Bin da total ahnungslos.#c

Bin gespannt auf eure Tips

Gruß

Stefan


----------



## nordman (16. Juli 2007)

*AW: Auf Hecht an der Glomma*

moin stefan!

es funktioniert da kurz gesagt eigentlich alles. es gibt enorm viele hechte, aber sie stehen nicht ueberall. gerne unterhalb von stromschnellen und auch in tieferen kesseln. der fluss ist teilweise ueber 20m tief!

das wasser ist im oktober eher klar, was sich nach starken regenfællen aber relativiert.

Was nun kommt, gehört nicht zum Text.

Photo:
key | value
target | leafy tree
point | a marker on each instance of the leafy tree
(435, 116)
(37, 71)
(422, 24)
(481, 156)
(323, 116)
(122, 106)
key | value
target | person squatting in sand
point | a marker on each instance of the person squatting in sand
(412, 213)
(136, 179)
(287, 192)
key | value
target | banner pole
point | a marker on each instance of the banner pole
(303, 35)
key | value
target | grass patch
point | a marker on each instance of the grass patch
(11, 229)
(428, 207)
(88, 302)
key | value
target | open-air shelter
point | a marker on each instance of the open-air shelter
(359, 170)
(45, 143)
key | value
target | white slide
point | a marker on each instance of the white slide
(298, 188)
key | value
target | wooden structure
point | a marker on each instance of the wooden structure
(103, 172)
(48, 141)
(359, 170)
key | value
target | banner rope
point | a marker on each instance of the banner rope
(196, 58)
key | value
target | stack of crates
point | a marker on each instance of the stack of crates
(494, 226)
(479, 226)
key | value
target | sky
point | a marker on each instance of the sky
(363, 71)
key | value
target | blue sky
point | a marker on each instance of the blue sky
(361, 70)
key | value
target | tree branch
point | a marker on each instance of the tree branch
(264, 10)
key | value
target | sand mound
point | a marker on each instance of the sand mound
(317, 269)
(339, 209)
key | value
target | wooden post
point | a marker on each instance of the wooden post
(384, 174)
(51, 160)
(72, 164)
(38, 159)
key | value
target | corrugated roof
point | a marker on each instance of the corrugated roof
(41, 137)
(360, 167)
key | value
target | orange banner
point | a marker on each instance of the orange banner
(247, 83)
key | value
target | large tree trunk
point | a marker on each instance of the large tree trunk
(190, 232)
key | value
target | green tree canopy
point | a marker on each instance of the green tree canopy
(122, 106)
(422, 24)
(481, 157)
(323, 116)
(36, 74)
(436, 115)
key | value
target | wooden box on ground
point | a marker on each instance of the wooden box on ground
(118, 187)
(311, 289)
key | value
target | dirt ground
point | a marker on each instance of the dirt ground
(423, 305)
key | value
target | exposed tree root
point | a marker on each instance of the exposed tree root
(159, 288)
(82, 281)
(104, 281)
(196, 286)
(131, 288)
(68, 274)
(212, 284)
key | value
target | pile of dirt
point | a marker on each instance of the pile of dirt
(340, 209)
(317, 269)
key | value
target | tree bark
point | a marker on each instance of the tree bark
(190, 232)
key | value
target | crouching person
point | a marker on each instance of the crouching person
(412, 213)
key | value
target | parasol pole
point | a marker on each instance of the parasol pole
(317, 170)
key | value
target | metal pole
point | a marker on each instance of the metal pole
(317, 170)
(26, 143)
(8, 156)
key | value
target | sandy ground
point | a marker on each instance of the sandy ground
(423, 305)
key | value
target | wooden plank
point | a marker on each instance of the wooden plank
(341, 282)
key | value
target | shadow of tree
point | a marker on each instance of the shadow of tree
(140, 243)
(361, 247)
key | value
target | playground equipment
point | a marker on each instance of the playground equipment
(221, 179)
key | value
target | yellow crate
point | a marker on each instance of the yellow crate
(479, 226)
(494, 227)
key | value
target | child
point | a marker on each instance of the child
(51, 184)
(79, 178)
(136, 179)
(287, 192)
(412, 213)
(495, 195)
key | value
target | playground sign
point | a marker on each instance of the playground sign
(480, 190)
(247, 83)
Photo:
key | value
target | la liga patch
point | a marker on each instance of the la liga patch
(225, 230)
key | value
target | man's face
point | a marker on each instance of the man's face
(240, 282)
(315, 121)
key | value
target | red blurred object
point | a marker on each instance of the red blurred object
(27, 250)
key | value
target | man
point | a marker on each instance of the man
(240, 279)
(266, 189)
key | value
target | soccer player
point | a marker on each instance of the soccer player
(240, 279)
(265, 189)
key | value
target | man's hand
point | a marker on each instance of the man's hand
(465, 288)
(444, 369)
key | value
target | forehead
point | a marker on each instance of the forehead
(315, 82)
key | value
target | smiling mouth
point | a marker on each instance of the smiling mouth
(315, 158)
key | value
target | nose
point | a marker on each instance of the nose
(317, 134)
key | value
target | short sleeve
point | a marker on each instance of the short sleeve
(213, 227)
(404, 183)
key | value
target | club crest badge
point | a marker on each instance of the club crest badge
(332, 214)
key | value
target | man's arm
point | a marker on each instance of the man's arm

spezielles geræt ist nicht nøtig.

ich wuerde an eurer stelle aber auch ein paar kræftige grundruten mitnehmen, mitsamt einem brandungsdreibein. im oktober geht es næmlich schon ganz anstændig auf quappen.

fuer zander ist es dann aber schon zu spæt, die duerften sich dann schon wieder zum grøssten teil im øyerensee befinden.


----------



## Zanderstefan (17. Juli 2007)

*AW: Auf Hecht an der Glomma*

Hallo nordman,

habe gerade erfahren das unser Haus auf einerHalbinsel bei Sarpsborg liegt. Ist ja ziemlich nah an der Mündung. Somit ist Meister Zander weit weg. Also Barsch und Hecht.
Gibt es da Top-Köder?
Wolte mal nen`bissel shoppen gehen

Gruß
Stefan


----------



## nordman (17. Juli 2007)

*AW: Auf Hecht an der Glomma*

stimmt, zander gibt es da keine mehr. dafuer aber auch aale, die wiederum weiter stromauf nicht mehr gibt.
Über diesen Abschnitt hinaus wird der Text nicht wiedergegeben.